The option of printing the money that private capital markets are no longer willing to provide has created a trap for surplus countries such as Germany and the Netherlands, luring them into endless rounds of rescue operations. Why did Mario Draghi, president of the ECB, succeed in convincing the German government to tolerate government bond purchases by member central banks of the Eurosystem, especially in spite of opposition from Bundesbank president Jens Weidmann? He probably argued that Germany should actually be happy if the Bundesbank were put in a position to accept government bond purchases, instead of accumulating further claims via the Target system. Such purchases would enable the government bonds of Southern countries to flow back into the Northern countries while shifting money to the South. This should bring Target balances back down again. Target credit would be replaced by open central bank credit and the Bundesbank’s unsecured credit claims would be exchanged for equivalent assets, which, unlike the Target claims, would remain legally valid claims if the Eurosystem were to fall apart.

Taking the Target trap logic a step further: from a German viewpoint, government bond purchases by the European Stability Mechanism (ESM), which became operational at the beginning of October after Germany’s Constitutional Court pronounced on its constitutionality, are even better than government bond purchases by the ECB. Unlike in the ECB Council, Germany is represented with a voting weight in the ESM’s Board of Governors that corresponds to its share in the ECB’s capital (27 per cent), and decisions are taken by a qualified majority. In other words, Germany cannot be outvoted on the ESM’s Board of Governors, as the Bundesbank president and the German ECB chief economist have repeatedly been since May 2010. This consideration decisively influenced the German Bundestag’s decision to approve the ESM Treaty during last winter’s consultations on the issue.

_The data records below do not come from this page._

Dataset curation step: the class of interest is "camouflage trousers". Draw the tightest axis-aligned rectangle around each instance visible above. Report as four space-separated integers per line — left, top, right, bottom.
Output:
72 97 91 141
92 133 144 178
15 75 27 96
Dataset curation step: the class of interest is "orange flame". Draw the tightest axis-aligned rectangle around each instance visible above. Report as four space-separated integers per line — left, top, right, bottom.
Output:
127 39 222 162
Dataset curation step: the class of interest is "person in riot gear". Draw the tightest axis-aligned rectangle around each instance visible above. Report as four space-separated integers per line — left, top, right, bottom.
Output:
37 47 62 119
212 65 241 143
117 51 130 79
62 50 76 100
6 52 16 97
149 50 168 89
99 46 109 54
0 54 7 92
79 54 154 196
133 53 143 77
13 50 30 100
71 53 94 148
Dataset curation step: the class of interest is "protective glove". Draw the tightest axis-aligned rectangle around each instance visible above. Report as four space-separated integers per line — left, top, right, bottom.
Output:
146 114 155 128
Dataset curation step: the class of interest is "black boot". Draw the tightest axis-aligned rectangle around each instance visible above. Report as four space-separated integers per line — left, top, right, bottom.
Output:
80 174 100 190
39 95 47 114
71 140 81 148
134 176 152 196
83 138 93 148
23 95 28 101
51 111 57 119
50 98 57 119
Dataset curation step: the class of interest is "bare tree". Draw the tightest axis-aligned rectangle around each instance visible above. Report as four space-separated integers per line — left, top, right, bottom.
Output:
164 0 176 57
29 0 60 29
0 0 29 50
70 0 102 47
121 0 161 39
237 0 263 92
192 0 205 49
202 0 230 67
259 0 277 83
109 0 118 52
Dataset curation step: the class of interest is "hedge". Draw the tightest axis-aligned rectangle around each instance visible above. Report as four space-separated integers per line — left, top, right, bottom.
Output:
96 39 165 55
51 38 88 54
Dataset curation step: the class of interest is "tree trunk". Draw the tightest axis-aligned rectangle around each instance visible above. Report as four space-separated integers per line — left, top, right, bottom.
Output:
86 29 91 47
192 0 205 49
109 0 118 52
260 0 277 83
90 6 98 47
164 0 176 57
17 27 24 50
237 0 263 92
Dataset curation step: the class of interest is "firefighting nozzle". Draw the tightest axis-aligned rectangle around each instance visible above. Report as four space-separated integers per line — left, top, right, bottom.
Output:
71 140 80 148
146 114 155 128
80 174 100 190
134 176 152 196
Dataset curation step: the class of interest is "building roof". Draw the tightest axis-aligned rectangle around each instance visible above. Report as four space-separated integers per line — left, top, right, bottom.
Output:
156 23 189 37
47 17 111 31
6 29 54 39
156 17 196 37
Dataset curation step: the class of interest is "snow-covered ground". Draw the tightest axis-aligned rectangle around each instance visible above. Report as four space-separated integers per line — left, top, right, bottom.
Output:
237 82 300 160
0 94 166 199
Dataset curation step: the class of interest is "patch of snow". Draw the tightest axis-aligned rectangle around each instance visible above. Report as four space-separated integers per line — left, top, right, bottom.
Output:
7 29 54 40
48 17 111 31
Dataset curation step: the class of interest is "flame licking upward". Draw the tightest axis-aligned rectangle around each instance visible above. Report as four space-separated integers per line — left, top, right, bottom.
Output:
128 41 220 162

So how does the future look? In view of the present situation, it is safe to assume that the bailout logic will not stop with the ESM. The ESM capacity will be exhausted at some point, despite leveraging: Since Germany’s Constitutional Court left out a banking license for the ESM in its September judgment and is more than sceptical about secondary market purchases of government bonds by the ECB, the German government will have to take bailout decisions to parliament again and again. To avoid the painful debates that this would entail, the German government is likely to try to sidestep any trouble by introducing Eurobonds. Peace will then reign for a while, until it becomes clear that low interest rates are once again being abused by debtor countries, crippling reforms and sustaining the South’s overdrawn goods and asset prices. Target credit has triggered an avalanche of public credit towards Southern Europe that can no longer be checked politically, unless the root of the problem is tackled, namely the ECB’s missing settlement mechanism.

Published under the title “Fieberthermometer der Krise”, Wirtschaftswoche, No. 43, 22 October 2012, p. 44.